Ideally, when medically appropriate, patients should be decontaminated before reaching the hospital, preferably at the incident site. However, complete on-site decontamination of victims may not be possible due to the medical conditions of the employees, training and skills of emergency responders, weather conditions and equipment availability. Therefore, hospitals should have designated decontamination areas.

Although areas dedicated solely to decontamination need not be set aside, hospitals need to take appropriate precautions to prevent the spread of contamination to other areas within the hospital. Decontamination should be performed in areas of the facility that will minimize any exposures to uncontaminated employees, other patients, or equipment. Morgues are often used as decontamination rooms because of the pre-existing drainage and ventilation systems. Morgues often have ventilation isolation to prevent mixing of airflow with other area systems.

An alternative to an indoor decontamination area would be setting up an area outside of the hospitals emergency room. Equipment used would include provisions for both ambulatory and non-ambulatory patient / victims.

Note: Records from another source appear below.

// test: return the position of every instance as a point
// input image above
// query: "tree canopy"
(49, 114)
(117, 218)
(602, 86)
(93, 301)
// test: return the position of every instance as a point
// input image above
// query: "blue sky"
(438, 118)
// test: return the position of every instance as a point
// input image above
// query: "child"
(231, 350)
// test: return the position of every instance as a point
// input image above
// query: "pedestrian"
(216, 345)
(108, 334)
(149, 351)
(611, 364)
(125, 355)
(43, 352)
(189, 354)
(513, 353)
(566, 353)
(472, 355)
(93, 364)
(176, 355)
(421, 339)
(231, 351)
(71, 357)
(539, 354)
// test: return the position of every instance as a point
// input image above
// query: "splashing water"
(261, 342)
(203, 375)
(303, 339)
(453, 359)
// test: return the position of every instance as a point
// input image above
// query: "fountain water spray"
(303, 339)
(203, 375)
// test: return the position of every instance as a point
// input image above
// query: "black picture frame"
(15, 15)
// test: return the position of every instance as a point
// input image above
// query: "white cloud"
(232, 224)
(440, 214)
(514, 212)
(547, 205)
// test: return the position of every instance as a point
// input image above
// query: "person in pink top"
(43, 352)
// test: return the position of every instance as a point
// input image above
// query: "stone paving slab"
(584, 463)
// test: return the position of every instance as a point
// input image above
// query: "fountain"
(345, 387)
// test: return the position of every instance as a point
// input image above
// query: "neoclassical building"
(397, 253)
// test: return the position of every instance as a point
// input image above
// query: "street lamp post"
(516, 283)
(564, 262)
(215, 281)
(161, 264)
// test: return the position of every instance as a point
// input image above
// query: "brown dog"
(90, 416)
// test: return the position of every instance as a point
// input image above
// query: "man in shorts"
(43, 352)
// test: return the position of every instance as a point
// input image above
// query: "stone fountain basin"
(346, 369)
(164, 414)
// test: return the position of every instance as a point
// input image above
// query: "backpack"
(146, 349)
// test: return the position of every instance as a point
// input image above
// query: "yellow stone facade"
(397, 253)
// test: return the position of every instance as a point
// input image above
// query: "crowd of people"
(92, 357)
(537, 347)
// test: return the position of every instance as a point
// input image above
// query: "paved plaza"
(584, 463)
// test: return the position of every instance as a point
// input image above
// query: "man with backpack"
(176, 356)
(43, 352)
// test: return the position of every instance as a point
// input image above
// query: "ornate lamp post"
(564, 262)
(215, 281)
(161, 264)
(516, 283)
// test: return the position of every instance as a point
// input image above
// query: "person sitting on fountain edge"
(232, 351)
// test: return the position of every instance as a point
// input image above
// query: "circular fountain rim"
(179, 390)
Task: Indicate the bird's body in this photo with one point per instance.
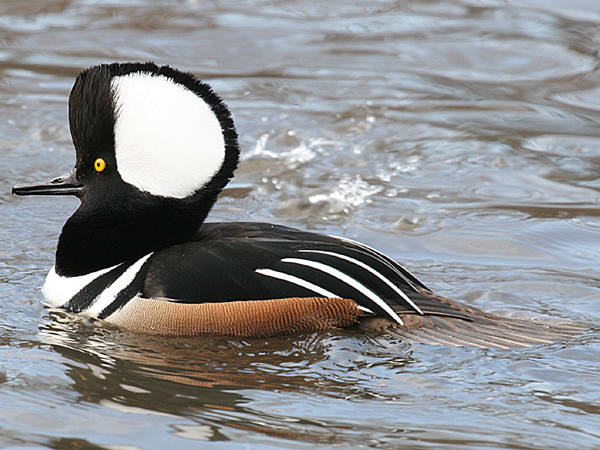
(154, 149)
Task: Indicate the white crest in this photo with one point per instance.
(168, 141)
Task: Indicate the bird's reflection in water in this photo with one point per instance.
(214, 381)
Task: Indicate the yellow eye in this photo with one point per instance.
(99, 165)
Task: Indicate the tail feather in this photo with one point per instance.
(471, 327)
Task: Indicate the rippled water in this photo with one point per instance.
(460, 137)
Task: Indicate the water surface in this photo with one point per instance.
(460, 137)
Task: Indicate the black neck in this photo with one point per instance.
(95, 238)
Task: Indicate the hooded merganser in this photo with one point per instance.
(155, 147)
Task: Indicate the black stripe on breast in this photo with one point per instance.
(86, 296)
(128, 292)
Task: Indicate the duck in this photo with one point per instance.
(155, 146)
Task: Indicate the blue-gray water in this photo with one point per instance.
(460, 137)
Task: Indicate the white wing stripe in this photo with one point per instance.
(295, 280)
(373, 271)
(382, 258)
(349, 281)
(305, 284)
(109, 294)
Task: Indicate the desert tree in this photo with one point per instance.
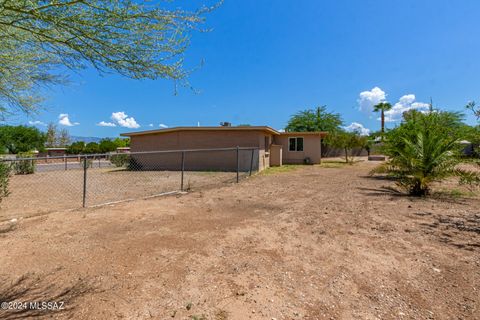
(51, 135)
(63, 139)
(347, 141)
(472, 106)
(318, 119)
(382, 107)
(43, 38)
(423, 149)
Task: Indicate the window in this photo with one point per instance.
(295, 144)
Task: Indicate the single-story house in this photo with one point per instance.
(272, 147)
(53, 152)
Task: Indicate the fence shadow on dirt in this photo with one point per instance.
(25, 297)
(43, 185)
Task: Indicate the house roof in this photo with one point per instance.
(176, 129)
(315, 133)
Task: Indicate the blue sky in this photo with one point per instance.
(265, 60)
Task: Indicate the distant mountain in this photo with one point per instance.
(85, 139)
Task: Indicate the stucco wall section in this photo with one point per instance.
(208, 160)
(311, 149)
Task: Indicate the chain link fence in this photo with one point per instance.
(45, 184)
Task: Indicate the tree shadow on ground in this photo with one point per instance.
(462, 232)
(383, 191)
(35, 288)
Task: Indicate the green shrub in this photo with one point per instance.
(24, 166)
(120, 160)
(5, 170)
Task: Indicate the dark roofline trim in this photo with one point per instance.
(177, 129)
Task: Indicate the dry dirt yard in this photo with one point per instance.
(312, 243)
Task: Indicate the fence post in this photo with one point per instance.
(238, 163)
(183, 168)
(251, 162)
(85, 166)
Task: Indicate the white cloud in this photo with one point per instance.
(405, 103)
(123, 120)
(64, 120)
(358, 127)
(368, 99)
(106, 124)
(37, 123)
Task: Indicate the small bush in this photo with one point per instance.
(24, 166)
(5, 171)
(120, 160)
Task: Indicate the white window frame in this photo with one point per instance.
(296, 144)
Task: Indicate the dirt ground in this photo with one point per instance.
(47, 191)
(312, 243)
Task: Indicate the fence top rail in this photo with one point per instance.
(87, 156)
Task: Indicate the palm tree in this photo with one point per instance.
(424, 149)
(382, 107)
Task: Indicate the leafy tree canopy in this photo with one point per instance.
(135, 38)
(347, 141)
(318, 119)
(92, 147)
(122, 143)
(424, 149)
(76, 147)
(17, 139)
(107, 145)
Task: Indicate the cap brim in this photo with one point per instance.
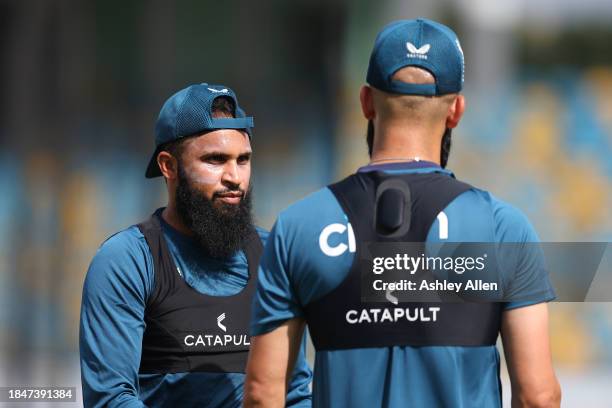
(153, 168)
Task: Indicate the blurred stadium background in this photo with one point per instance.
(82, 83)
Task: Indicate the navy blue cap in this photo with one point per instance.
(421, 43)
(189, 112)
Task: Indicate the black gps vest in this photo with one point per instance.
(187, 330)
(384, 208)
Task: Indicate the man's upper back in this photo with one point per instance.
(310, 252)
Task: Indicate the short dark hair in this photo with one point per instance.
(222, 107)
(444, 151)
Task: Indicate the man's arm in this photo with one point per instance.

Once word reaches the hospital of a hazardous substance incident, all hospital personnel engaged in the response should be notified of the nature of the emergency and the type of chemical contamination expected. Then the hospital should outfit all necessary personnel with appropriate PPE.

All persons along the route from the emergency entrance to the decontamination area need to be relocated. This area may need to be protected by plastic or paper sheeting, and the area outside the emergency department entrance set up to direct the flow of contaminated patients to the decontamination area.

Hospital Ventilation Systems and Air Monitoring by Fire Department Hazmat Teams

Airborne contaminants may be transported via the hospital’s ventilation system. Therefore, ventilation in the decontamination area should be separate from the rest of the hospital. Morgues, with an isolated ventilation system, are often used as decontamination rooms. If a contaminated victim is emitting airborne contaminants, the ventilation system in the decontamination area should be turned off. However, not all chemicals will be volatile enough to cause off-gassing.

Because emergency department personnel could be at risk if the ventilation system is shut off during decontamination in an enclosed area (ie. Santa Barbara Cottage Hospital’s Decontamination Room), ambient air should be monitored using direct read instrument, and the plan should provide means of supplementary or auxiliary ventilation. Prior to restarting the ventilation system, air monitoring with appropriate direct reading instruments is advised to assure the atmosphere is safe for circulation. The use of direct reading instruments to evaluate air quality must be made by an individual who has been properly trained in the use of instruments.